Mainframe Update: A chip off the new block

Sunday, 8 September 2024

A chip off the new block

IBM may not have announced a new mainframe, but it has told us all about the chips that will be powering those mainframes – and it’s very much aimed at making artificial intelligence (AI) software run faster and better.

Let’s take a look at the details.

Back in 2021, we heard about the Telum I processor with its on-chip AI accelerator for inferencing. Now we hear that the Telum II processor has improved AI acceleration and has an IBM Spyre™ Accelerator. We’ll get to see these chips in 2025.

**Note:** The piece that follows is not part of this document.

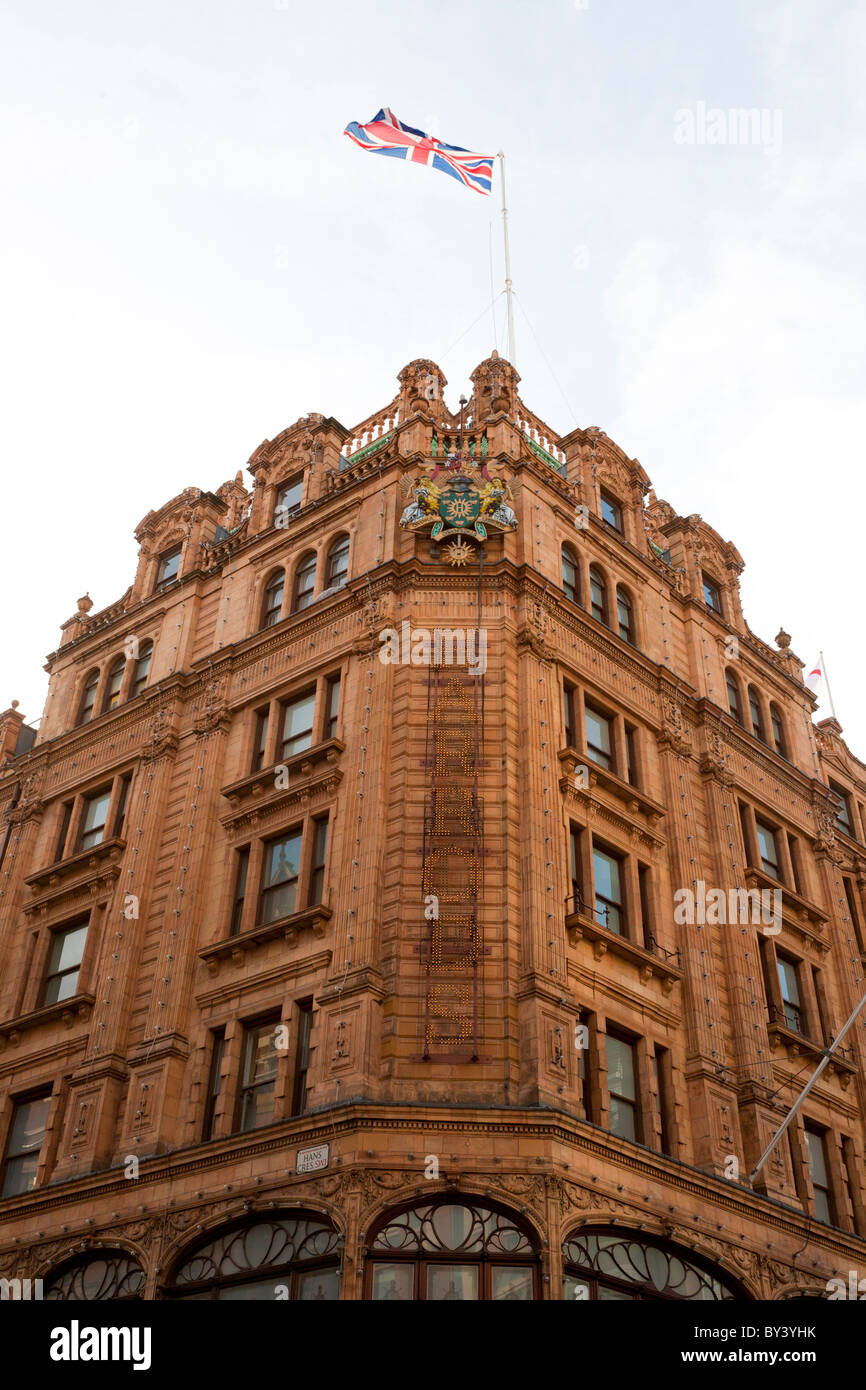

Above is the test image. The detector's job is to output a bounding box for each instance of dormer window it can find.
[155,546,182,593]
[274,475,303,527]
[600,491,623,533]
[702,573,722,614]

The new chip has been developed using Samsung 5nm technology and has 43 billion transistors. It will feature eight high-performance cores running at 5.5GHz. The Telum II chip will include a 40% increase in on-chip cache capacity, with the virtual L3 and virtual L4 growing to 360MB and 2.88GB respectively. The processor integrates a new data processing unit (DPU) specialized for IO acceleration and the next generation of on-chip AI acceleration. These hardware enhancements are designed to provide significant performance improvements for clients over previous generations.

Because the integrated DPU has to handle tens of thousands of outstanding I/O requests, instead of putting the it behind the PCIe bus, it is coherently connected and has its own L2 cache. IBM says this increases performance and power efficiency. In fact, there are ten 36MB of L2 caches with eight 5.5GHz cores running fixed frequency. The onboard AI accelerator runs at 24 trillion operations per second (TOPS). IBM claims the new DPU offers increased frequency, memory capacity, and an integrated AI accelerator core. This allows it to handle larger and more complex datasets efficiently. In fact, there are ten 36MB of L2 caches with eight 5.5GHz cores running fixed frequency. The onboard AI accelerator runs at 24 tera-operations per second (TOPS).

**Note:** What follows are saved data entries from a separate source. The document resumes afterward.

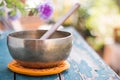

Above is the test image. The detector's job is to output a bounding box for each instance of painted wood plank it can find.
[60,27,120,80]
[16,74,59,80]
[0,31,14,80]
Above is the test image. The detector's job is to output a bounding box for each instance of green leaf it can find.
[0,1,4,6]
[5,0,12,4]
[18,8,25,15]
[14,1,25,15]
[32,8,38,13]
[0,10,5,16]
[9,10,16,16]
[16,1,25,8]
[6,4,13,8]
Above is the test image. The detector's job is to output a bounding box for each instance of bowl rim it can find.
[7,30,72,41]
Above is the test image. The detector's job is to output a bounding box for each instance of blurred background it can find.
[1,0,120,76]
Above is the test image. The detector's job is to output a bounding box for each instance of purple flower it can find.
[37,0,54,20]
[8,10,21,21]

You might be wondering why AI on a chip is so important. IBM explains that its AI-driven fraud detection solutions are designed to save clients millions of dollars annually.

The compute power of each accelerator is expected to be improved by a factor of 4, reaching that 24 trillion operations per second we just mentioned. Telum II is engineered to enable model runtimes to sit side by side with the most demanding enterprise workloads, while delivering high throughput, low-latency inferencing. Additionally, support for INT8 as a data type has been added to enhance compute capacity and efficiency for applications where INT8 is preferred, thereby enabling the use of newer models.

New compute primitives have also been incorporated to better support large language models within the accelerator. They are designed to support an increasingly broader range of AI models for a comprehensive analysis of both structured and textual data.

IBM has also made system-level enhancements in the processor drawer. These enhancements enable each AI accelerator to accept work from any core in the same drawer to improve the load balancing across all eight of those AI accelerators. This gives each core access to more low-latency AI acceleration, designed for 192 TOPS available when fully configured between all the AI accelerators in the drawer.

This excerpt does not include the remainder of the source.